After more than a thousand of its workers went to fight Russia’s invasion, a coal mine in eastern Ukraine needed workers. Its answer was to permit women to work underground for the first time in its history.
Over a hundred accepted the offer.
"I took this job because the war started and there were no other jobs," 22-year-old Krystyna said. The mine’s officials asked Reuters not to give the last names of those who talked to the news service.
For five months, Krystyna has worked as a technician 470 meters below ground. She works on the small electric trains that move workers more than four kilometers down the mine.
She agreed to take the job after overcoming her fear of leaving her four-year-old son, Denys, at home with her mother. Her hometown of Pavlohrad is 100 kilometers from the front but it is often hit by Russian missiles.
The work is interesting but difficult, she said. The equipment is heavy and the steam is not easy to deal with. But the pay is good and she feels a sense of duty to stay and do her part for those who have gone to fight.

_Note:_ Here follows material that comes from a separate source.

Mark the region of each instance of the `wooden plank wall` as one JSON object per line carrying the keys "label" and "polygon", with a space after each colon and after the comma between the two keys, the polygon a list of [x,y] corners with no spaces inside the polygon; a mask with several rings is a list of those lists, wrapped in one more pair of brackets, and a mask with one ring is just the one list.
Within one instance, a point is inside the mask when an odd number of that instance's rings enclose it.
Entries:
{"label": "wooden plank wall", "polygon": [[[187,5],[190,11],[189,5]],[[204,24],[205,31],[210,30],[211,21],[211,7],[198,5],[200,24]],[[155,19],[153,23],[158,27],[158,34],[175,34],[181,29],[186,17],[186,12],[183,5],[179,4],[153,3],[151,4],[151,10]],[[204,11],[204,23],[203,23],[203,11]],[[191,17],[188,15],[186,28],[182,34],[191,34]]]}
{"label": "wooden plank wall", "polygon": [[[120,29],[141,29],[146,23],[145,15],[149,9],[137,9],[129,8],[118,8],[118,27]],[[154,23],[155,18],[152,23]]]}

Her older brother worked in the same mine. He joined the army two weeks after the start of the invasion, Krystyna said. She added she worries greatly about him.
She said, "Our boys were taken to the front, and now we need to support them: there is no one else to work in the mine now."
Ukraine’s coal industry was once one of the largest in Europe. It has suffered many years of decline since the collapse of the Soviet Union. The government-controlled market which it supplied suddenly was not there.
Russia-backed militias in eastern Ukraine took over many coal-rich areas in 2014. After the 2022 invasion, Russia occupied even more mines.
DTEK is the mine’s owner and Ukraine’s largest private energy company. It says nearly 3,000 of its 20,000 mineworkers are fighting.
Of the thousand miners at this mine and its nearby other mine who went to fight, 42 have been killed.
Although some women worked in the mines before the war, they were barred from doing jobs underground by the government. The work was considered too physically demanding. The policy had been in place since the Soviet times.
The ban was removed during the war. Now, about 400 women work underground at DTEK’s mines. That is only 2.5 percent of the underground workforce.
"We do everything on the same level as the men – unless it’s something very heavy that we can't lift," 43-year-old Natalia said. She also works as a technician who looks after the trains.
Natalia used to work in a shop selling electronics until she lost that job when Ukrainian businesses closed their doors at the beginning of the invasion. When she decided to work in the mine, her 19-year-old son had already worked in a neighboring mine for a year.
"Actually I had been convincing him not to go and work there," she remembered. But she said she was now happily working in the mine and planned to stay, even after the war.
I’m Gregory Stachel.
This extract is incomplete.